The South Slope was alive. For the first time in a generation, the sound of rhythmic digging and the low lowing of oxen drifted up to the castle battlements. But Alaric knew that planting was only half the battle. In the 21st century, a farmer had industrial pesticides and climate-controlled silos. Here, a single damp week or a swarm of locusts could turn his "economic miracle" into a mass grave.
"The soil is too acidic," Alaric muttered, kneeling in the dirt. He rubbed a damp clump of earth between his fingers. It was heavy, smelling of sour moss. "And the smut... if the fungus takes the wheat before the frost, we've just wasted the Duke's stolen seed."
"My lord?" Martha stood behind him, carrying a bucket of water. She looked at him with a mix of awe and fear now. The village was whispering that the Young Lord hadn't just recovered from a fever, he had brought something back from the other side.
"Martha, I need you to gather the wood ash from every hearth in the castle," Alaric commanded, standing up and brushing his tunics. "And I need the limestone from the old quarry. Not for building, for crushing."
"Ash, my lord? The laundry women use it for soap, but—"
"I need it for the fields. And bring me the brine from the fish-salting barrels. The bitter liquid at the bottom that they usually throw out."
By noon, Alaric had transformed the castle's outer courtyard into a primitive laboratory. To the passing guards, it looked like madness. The Young Lord was mixing grey ash, white powdered lime, and foul-smelling salt liquor in giant iron cauldrons.
"What is the boy doing now?" Count Valerius grumbled, standing on the balcony with Kaelen.
"He calls it 'Soil Tonic,' Father," Kaelen replied, his arms crossed. He had spent the morning hauling sacks and was surprisingly invigorated by the physical labor. "He says the lime 'sweetens' the earth and the ash 'feeds' the grain."
Alaric was actually performing a crude version of Chemical Soil Conditioning. The lime (calcium carbonate) would neutralize the soil's pH, while the wood ash provided essential potash (potassium). But his most important "invention" was the treatment of the seeds themselves.
He soaked the stolen wheat in a copper-sulfate solution he'd derived by boiling old copper scraps with sulfur-rich runoff from the nearby marshes.
"This," Alaric explained to a skeptical Old Tom, who was watching the blue-tinted grain, "is the difference between a harvest and a famine. It kills the spores of the stinking smut. The fungus won't eat the wheat from the inside out."
"Blue grain," Tom whispered, crossing himself. "It looks like devilry, Lord Alaric."
"It's not devilry, Tom. It's Science. It's the study of how the world is put together."

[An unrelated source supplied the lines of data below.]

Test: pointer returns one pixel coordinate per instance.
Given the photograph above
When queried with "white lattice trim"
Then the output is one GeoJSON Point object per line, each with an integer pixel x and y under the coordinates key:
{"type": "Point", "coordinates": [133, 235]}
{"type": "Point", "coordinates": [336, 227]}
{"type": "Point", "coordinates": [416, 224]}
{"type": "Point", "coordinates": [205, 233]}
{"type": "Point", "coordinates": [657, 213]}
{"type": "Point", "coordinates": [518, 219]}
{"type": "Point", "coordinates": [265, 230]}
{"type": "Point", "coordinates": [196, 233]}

As the villagers began spreading the treated seed and the "tonic" over the South Slope, Alaric felt a familiar itch. The agriculture was moving, but he needed a way to protect it, not just from mold, but from the Duke.
He looked toward the castle's crumbling forge. He had the plow. He had the seed. He had the soil. But he lacked Steel.
Medieval iron was brittle, riddled with slag. If the Duke sent his "Blackhawks," Oakhaven's spear-tips would shatter against their superior plate armor. Alaric closed his eyes, visualizing the molecular structure of a Bessemer converter. He couldn't build a factory yet, but he knew the secret of the Blast Furnace.
"Father!" Alaric called out, seeing the Count descending the stairs. "I need the old masonry from the collapsed North Tower. And I need the strongest bellows in the County."
The Count stopped, his hand on his sword hilt. "More 'geometry,' Alaric? Or are you planning to turn the castle into a kitchen?"
"I'm going to turn Oakhaven into an armory," Alaric said, his eyes flashing with a cold, modern light. "Because once the Duke realizes his grain is missing, he won't send a Bailiff. He'll send a legion."